MoRGS: Efficient Per-Gaussian Motion Reasoning for Streamable Dynamic 3D Scenes

arXiv cs.CV / 3/27/2026

💬 OpinionSignals & Early TrendsIdeas & Deep AnalysisModels & Research

Key Points

  • The paper introduces MoRGS, an online framework for dynamic (4D) 3D scene reconstruction from streaming multi-view inputs under low-latency constraints.
  • It argues that prior online 3D Gaussian Splatting approaches do not learn physically meaningful per-Gaussian motion because they optimize only with photometric loss, causing motion to overfit pixel residuals.
  • MoRGS adds explicit per-Gaussian motion reasoning by using optical flow from a sparse set of key views as lightweight motion cues to regularize motion beyond appearance supervision.
  • To handle sparse flow supervision, it learns a per-Gaussian motion offset field that aligns projected 3D motion with observed optical flow across time and views.
  • The method also introduces per-Gaussian motion confidence to distinguish dynamic from static Gaussians, improving temporal consistency and speeding up modeling of large motions, with experiments showing state-of-the-art quality and motion fidelity among online methods.

Abstract

Online reconstruction of dynamic scenes aims to learn from streaming multi-view inputs under low-latency constraints.

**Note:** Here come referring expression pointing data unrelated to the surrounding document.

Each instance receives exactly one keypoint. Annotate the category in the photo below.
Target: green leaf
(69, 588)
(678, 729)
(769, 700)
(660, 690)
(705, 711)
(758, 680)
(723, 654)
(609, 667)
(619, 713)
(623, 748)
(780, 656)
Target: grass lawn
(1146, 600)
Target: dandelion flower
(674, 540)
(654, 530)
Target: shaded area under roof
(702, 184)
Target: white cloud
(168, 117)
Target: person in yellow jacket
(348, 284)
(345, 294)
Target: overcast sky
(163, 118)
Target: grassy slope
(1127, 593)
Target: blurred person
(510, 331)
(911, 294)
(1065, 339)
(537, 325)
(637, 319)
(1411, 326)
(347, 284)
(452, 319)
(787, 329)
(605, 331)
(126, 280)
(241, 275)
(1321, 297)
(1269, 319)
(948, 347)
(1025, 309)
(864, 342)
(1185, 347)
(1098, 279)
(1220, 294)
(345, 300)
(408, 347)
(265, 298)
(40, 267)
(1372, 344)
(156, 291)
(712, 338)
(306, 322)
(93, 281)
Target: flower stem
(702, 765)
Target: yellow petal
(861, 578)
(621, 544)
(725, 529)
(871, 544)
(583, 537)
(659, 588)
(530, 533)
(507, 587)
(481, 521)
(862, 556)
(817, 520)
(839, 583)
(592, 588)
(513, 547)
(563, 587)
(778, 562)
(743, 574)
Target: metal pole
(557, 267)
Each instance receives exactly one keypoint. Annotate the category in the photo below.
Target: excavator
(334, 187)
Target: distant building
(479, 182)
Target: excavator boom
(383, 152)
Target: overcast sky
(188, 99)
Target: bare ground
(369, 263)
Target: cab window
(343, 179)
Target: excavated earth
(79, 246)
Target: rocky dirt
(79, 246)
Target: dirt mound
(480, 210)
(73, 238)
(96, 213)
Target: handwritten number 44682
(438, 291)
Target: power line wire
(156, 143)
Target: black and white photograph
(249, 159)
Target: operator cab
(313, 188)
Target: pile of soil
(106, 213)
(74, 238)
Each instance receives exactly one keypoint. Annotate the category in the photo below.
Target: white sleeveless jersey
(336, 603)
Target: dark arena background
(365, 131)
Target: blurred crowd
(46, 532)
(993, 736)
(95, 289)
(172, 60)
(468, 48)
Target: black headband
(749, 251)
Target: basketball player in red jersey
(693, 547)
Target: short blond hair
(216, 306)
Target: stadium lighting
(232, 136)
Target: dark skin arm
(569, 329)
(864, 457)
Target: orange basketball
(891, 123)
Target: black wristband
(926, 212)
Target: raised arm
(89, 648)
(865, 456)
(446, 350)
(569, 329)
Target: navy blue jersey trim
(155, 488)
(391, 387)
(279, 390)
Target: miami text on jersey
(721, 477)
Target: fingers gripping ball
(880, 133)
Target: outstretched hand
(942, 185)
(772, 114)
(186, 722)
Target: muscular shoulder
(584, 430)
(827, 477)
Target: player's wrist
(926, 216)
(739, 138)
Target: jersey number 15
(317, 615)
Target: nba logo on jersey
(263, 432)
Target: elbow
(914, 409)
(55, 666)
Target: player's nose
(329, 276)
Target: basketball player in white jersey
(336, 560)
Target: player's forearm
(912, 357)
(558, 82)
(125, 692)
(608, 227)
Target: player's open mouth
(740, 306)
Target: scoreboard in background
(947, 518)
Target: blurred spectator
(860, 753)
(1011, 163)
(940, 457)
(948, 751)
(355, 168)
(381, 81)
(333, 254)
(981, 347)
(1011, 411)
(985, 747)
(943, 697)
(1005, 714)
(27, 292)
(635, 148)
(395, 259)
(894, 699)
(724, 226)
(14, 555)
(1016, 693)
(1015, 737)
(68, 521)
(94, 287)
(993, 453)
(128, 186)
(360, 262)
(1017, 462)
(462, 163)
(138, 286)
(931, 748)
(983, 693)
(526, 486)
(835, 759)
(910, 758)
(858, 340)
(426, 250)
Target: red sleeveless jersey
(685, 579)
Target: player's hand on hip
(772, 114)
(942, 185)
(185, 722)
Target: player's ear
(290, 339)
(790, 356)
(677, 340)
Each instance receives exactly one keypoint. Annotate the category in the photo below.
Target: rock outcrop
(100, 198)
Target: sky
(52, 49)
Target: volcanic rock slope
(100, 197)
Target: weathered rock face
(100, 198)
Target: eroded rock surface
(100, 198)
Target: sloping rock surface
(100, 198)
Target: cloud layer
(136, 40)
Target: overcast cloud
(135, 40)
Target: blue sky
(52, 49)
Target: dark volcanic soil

The fast training and real-time rendering capabilities of 3D Gaussian Splatting have made on-the-fly reconstruction practically feasible, enabling online 4D reconstruction. However, existing online approaches, despite their efficiency and visual quality, fail to learn per-Gaussian motion that reflects true scene dynamics. Without explicit motion cues, appearance and motion are optimized solely under photometric loss, causing per-Gaussian motion to chase pixel residuals rather than true 3D motion. To address this, we propose MoRGS, an efficient online per-Gaussian motion reasoning framework that explicitly models per-Gaussian motion to improve 4D reconstruction quality. Specifically, we leverage optical flow on a sparse set of key views as lightweight motion cues that regularize per-Gaussian motion beyond photometric supervision. To compensate for the sparsity of flow supervision, we learn a per-Gaussian motion offset field that reconciles discrepancies between projected 3D motion and observed flow across views and time. In addition, we introduce a per-Gaussian motion confidence that separates dynamic from static Gaussians and weights Gaussian attribute residual updates, thereby suppressing redundant motion in static regions for better temporal consistency and accelerating the modeling of large motions. Extensive experiments demonstrate that MoRGS achieves state-of-the-art reconstruction quality and motion fidelity among online methods, while maintaining streamable performance.